Media crackdown gets worse
Organisation:
Reporters Without Borders today deplored the arrest and beating by government supporters of radio journalists Shorai Katiwa and Martin Chimenya and called on the government to ensure the media could operate freely in Zimbabwe.
The two reporters, of the pirate radio station Voice of the People (VOP), were seized on 2 June by war veterans and young supporters of President Robert Mugabe's African National Union Patriotic Front (ZANU-PF) who interrogated them, took away their mobile phones and tape-recorders and beat them after accusing them of belonging to the main opposition party, the Movement for Democratic Change (MDC).
They were then taken to a police station, where they admitted that they sent their reports from a computer at the home of VOP coordinator John Masuku. Police then went there and confiscated the computer and the station's office records.

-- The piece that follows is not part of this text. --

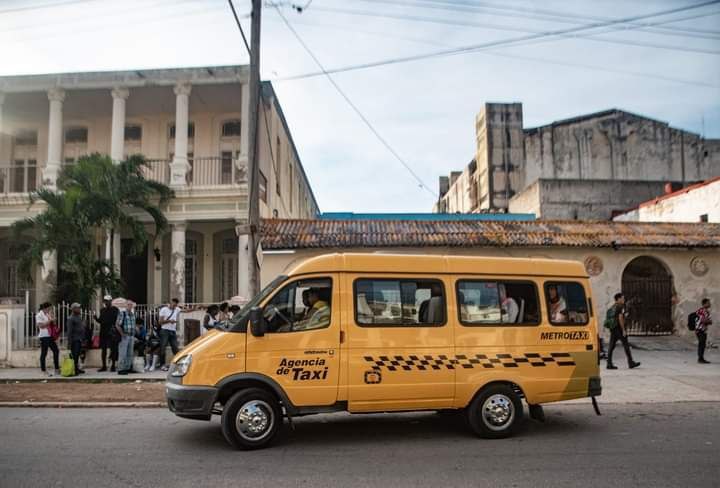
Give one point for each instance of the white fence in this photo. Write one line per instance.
(25, 335)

They found nothing suspicious, so returned the items and freed the journalists.
Police on 3 June harassed two other journalists, Luke Tamborinyoka and Precious Shumba, both of The Daily News, the country's only independent daily paper, and made them crawl on a hard surface.

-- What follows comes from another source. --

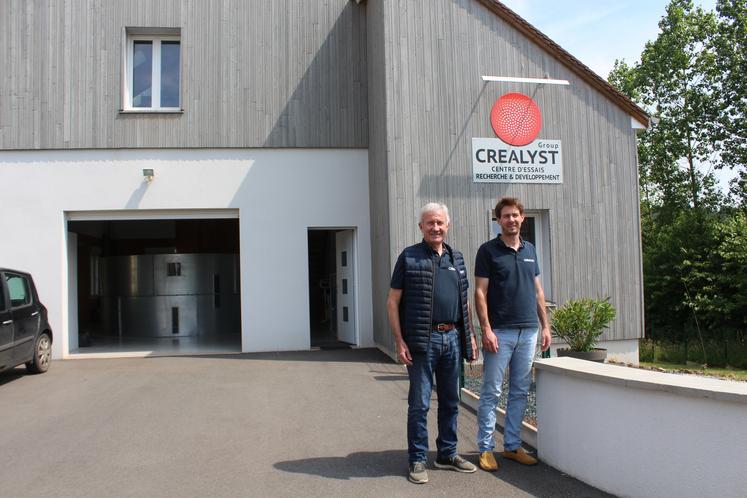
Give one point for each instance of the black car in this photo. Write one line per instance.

Reporters Without Borders secretary-general Robert Ménard denounced the climate of repression and lawlessness in which independent journalists were obliged to work and called on Mugabe to investigate the attacks on the reporters and punish those responsible. "Journalists must be able to work in complete freedom and security," he said.
Zimbabwe is the most repressive country in Southern Africa towards the media. VOP is one of the only two radio stations to have got round the ban of privately-owned stations, by broadcasting on short-wave from the Netherlands. It is also one of the few independent media to reach the rural population since it broadcasts in the country's two main languages, Shona and Ndebele. Its offices in Harare were attacked last August.
Reporters Without Borders also condemned last week's destruction by government supporters of several thousand copies of The Daily News and three other independent papers, The Financial Gazette, The Standard and The Zimbabwe Independent. The Associated Newspapers Group (ANZ), which publishes The Daily News, said more than 2,500 copies of the paper had been destroyed on 2 June alone.
The organisation also deplored physical attacks on Daily News readers by ZANU-PF supporters and noted that section 20 of the Zimbabwean constitution guaranteed freedom of opinion and expression.